Abgesehen davon, dass der Berufungswerber mit Ausnahme dieses allgemeinen Hinweises auf eine EDV-Ausrüstung in keiner seiner Eingaben darstellt, welche konkreten Gegenstände angeschafft wurden, ist diese Aussage weder geeignet, einen tatsächlichen Zusammenhang der Anschaffungen mit der späteren Apothekeneröffnung darzulegen, noch ergibt sich daraus ein Hinweis, in welchem Ausmaß eine allfällige betriebliche Verwendung erfolgt sein sollte. EDV-Anlagen sind keineswegs Gegenstände, deren Verwendung sich ausschließlich auf einen Betrieb beschränkt, vielmehr finden sie in umfangreichem Ausmaß privat Verwendung. Dem Vorlageantrag ist überdies zu entnehmen, dass der Berufungswerber im Vorfeld der Apothekeneröffnung auch rechtlich vertreten war, was die Annahme zulässt, dass der Berufungswerber den umfangreicheren Schriftverkehr nicht selbst vornehmen musste.

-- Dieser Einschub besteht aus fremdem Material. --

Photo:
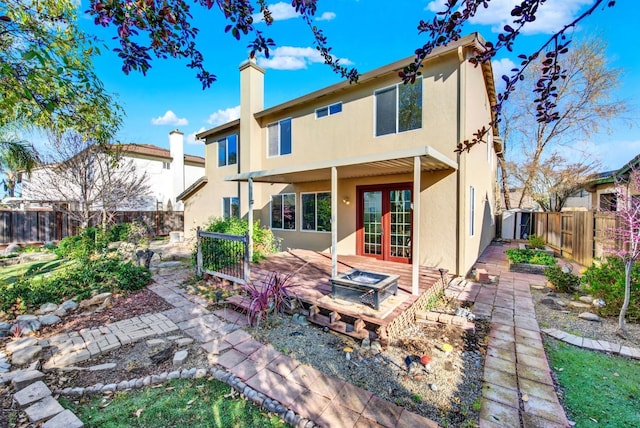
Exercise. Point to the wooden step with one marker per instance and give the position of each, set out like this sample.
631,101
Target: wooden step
240,302
339,326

Auch ist dem Anlagenverzeichnis der später eröffneten Apotheke nicht zu entnehmen, dass allenfalls die damals angeschafften Wirtschaftsgüter in den Betrieb übernommen worden wären.

Gemäß § 119 Abs. 1 BAO sind vom Abgabepflichtigen die für den Bestand und Umfang einer Abgabenpflicht oder für die Erlangung abgabenrechtlicher Begünstigungen bedeutsamen Umstände nach Maßgabe der Abgabenvorschriften offenzulegen. In Erfüllung dieser Offenlegungspflicht haben die Abgabepflichtigen gemäß § 138 Abs. 1 BAO auf Verlangen der Abgabenbehörde zur Beseitigung von Zweifeln den Inhalt ihrer Anbringen zu erläutern und zu ergänzen sowie deren Richtigkeit zu beweisen. Kann ihnen ein Beweis nach den Umständen nicht zugemutet werden, so genügt die Glaubhaftmachung.

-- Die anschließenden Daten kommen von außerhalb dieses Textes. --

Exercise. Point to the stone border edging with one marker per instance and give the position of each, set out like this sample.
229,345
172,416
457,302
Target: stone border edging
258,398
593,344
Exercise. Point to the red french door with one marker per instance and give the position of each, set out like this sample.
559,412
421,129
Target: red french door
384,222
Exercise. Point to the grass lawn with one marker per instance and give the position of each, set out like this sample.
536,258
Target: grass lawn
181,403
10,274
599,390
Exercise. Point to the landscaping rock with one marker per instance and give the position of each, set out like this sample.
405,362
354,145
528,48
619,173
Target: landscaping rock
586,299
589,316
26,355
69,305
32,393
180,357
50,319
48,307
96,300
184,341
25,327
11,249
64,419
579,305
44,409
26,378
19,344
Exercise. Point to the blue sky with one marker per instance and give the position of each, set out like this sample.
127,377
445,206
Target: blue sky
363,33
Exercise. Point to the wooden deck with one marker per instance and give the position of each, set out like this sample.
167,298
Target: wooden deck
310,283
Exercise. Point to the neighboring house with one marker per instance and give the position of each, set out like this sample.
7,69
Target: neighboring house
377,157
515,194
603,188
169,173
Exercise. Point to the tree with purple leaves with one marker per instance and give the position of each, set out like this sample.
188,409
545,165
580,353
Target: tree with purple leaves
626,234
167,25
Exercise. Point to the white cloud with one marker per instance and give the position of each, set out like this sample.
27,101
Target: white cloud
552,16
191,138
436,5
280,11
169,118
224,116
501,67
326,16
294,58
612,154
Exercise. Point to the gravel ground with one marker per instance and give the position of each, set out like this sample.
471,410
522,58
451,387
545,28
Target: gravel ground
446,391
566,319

Der unabhängige Finanzsenat hat dem Berufungswerber mittels Vorhalt Gelegenheit gegeben, seine Ausführungen zu ergänzen und den Zusammenhang seiner Anschaffungen mit der späteren Betriebseröffnung darzulegen bzw. glaubhaft zu machen. Dieser Aufforderung ist der Berufungswerber nicht nachgekommen.

Da somit keinerlei Hinweise oder Unterlagen vorliegen, die Rückschlüsse auf die konkrete Verwendung der angeschafften Gegenstände und einen allfälligen Zusammenhang mit der späteren Betriebseröffnung zulassen, war eine Anerkennung der beantragten Aufwendungen auch als (vorweggenommene) Betriebsausgaben nicht möglich.

Es war daher wie im Spruch zu entscheiden.